The fear of litigation in the food industry is high. The past couple of years have seen many instances of food poisoning which has been directly attributed to unsafe food storage or handling. Highly publicised cases include the death of an elderly man after eating at a prestigious Pymble restaurant, and a young girl who effectively became a quadriplegic after eating at KFC in Villawood.
As a result, food safety has become of significant concern to restaurant owners. Once food leaves the restaurant, they cannot ensure that it isnt exposed to dangerous temperatures, or contaminated through handling by the consumer. The fear of course, is that if the consumer then eats the food and becomes ill, the restaurant will be blamed.
According to the NSW Food Authority, temperature control is a major factor in preventing bacteria that can cause food poisoning. Food enters the temperature danger zone when it is between five and sixty degrees Celsius. Doggy bags are often taken away while the food is in this danger zone. The longer the bag sits on the back seat of the car, the higher the risk.
There is nothing to prevent restaurants from providing consumers with doggy bags. But the advice from the NSW Food Authority is that restaurants should make it clear to consumers that the onus is on them to handle the food safely once it leaves the restaurant.
As a way of protecting themselves, some restaurants have introduced doggy bag stickers, which provide consumers with food safety advice, like: Leftovers should go straight into the fridge and be reheated to steaming hot. Others ask consumers to sign an indemnity form before taking food off the premises.

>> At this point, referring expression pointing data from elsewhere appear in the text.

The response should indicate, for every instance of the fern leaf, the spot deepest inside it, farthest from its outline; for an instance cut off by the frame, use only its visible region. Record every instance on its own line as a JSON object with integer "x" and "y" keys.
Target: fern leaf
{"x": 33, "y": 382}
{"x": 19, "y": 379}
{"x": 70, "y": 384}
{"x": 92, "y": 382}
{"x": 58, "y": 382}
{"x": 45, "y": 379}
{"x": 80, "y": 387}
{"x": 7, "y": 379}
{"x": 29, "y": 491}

Ultimately, restaurant owners are unlikely to be found liable if consumers, who take food off the premises, handle it in a way that creates an “obvious risk”. According to the Civil Liability Act 2002, restaurants have no duty to warn consumers of an obvious risk. Of course, the definition of what constitutes an obvious risk is not clear cut when it comes to safe food handling and will depend on the facts of each case.
So although it may frustrate some consumers, its perhaps understandable when a restaurant owner chooses to take a hard line on doggy bags.